Menurut hitungan media, lanjut I Gde Sudibya, di tengah-tengah “cawe-cawe” politik yang terus berlangsung, JW paling tidak mengucapkan permintaan maaf ke publik sekurang-kurangnya 8 kali, yang tidak pernah dilakukan oleh tujuh Presiden sebelumnya.

Sebut saja, tentang Presiden pertama Soekarno, setelah sebut saja dikenakan tahanan rumah di Wisma Yaso, sekarang Musium Satria Mandala, Jalan Gatot Soebroto, Jakarta, dan kemudian dicabut kekuasaannya oleh MPRS dengan Tap MPRS No.33/1967, Presiden pertama ini menerimanya, tanpa “basa-basi” permintaan maaf.

Demikian juga dengan Pak Harto, setelah mendengar masukan dari sejumlah tokoh yang “dikoordinasi” oleh cendikiawan Nurcholis Madjid, didudukinya gedung MPR/DPR oleh mahasiswa, dan mundurnya sejumlah menteri Ginandjar dkk, Pak Harto menyatakan berhenti sebagai Presiden di hadapan Mahkamah Agung. “Pernyataan berhenti yang menggambarkan sikap kesatria,” kata I Gde Sudibya.

Demikian juga dengan Gus Dur, pasca Tap MPR RI yang mencabut kekuasaan Presiden, Gus Dur dini hari, dengan bercelana pendek didampingi Yeni Wahid meninggalkan Istana Merdeka. Sebagai Gandhian, intelektual humanis ini tidak terikat dengan kekuasaan.

Dikatakan, sikap dan prilaku dari ketiga bapak bangsa di atas, berbeda jauh dengan JW di menjelang penggantian dalam hitungan hari, 20 Oktober 2024.

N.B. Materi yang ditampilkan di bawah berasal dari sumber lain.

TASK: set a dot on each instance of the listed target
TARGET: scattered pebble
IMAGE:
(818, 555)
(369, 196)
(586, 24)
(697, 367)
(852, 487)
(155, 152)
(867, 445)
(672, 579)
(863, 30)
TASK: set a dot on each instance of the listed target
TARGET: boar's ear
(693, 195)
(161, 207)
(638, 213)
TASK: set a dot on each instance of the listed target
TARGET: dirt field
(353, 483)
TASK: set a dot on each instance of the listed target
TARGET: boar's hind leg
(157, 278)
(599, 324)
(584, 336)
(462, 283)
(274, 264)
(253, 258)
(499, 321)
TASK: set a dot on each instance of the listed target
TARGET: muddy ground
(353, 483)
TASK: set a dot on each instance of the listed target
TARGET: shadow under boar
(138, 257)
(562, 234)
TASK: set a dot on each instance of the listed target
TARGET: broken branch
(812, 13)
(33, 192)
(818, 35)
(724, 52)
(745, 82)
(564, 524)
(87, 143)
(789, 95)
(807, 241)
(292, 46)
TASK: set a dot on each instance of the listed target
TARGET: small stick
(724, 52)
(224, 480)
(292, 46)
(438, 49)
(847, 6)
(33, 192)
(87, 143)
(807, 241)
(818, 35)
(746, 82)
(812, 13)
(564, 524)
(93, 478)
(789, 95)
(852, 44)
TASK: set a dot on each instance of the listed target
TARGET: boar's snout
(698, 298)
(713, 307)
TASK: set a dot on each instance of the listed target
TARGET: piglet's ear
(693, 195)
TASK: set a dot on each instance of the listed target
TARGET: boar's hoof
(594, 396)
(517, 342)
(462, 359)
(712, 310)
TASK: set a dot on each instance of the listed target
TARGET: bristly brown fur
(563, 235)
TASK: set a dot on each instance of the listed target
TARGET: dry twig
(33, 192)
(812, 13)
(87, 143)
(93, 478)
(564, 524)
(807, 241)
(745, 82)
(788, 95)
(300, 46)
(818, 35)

“Dengan indikasi prilaku terkesan panik dan gugup di menjelang penggantian pemerintahan, tampaknya ada rasa bawah sadarnya ada rasa ketakutan menghadapi risiko ketidak-pastian akan hari-hari setelah tanggal 20 Oktober 2024 yang akan segera tiba. Tampak sebagai pemimpin tidak punya karakter kuat – strong personality dan jauh dari sikap kenegarawanan,” kata I Gde Sudibya.

Dikatakan, presiden Jokowidodo tidak mau belajar dari kenegarawanan George Washington, Bapak Pendiri dan Presiden pertama AS, yang keluar dari White House naik kereta kuda tidak lagi menoleh ke belakang, walaupun begitu banyak orang yang mengelu-elukannya. (Sutiawan).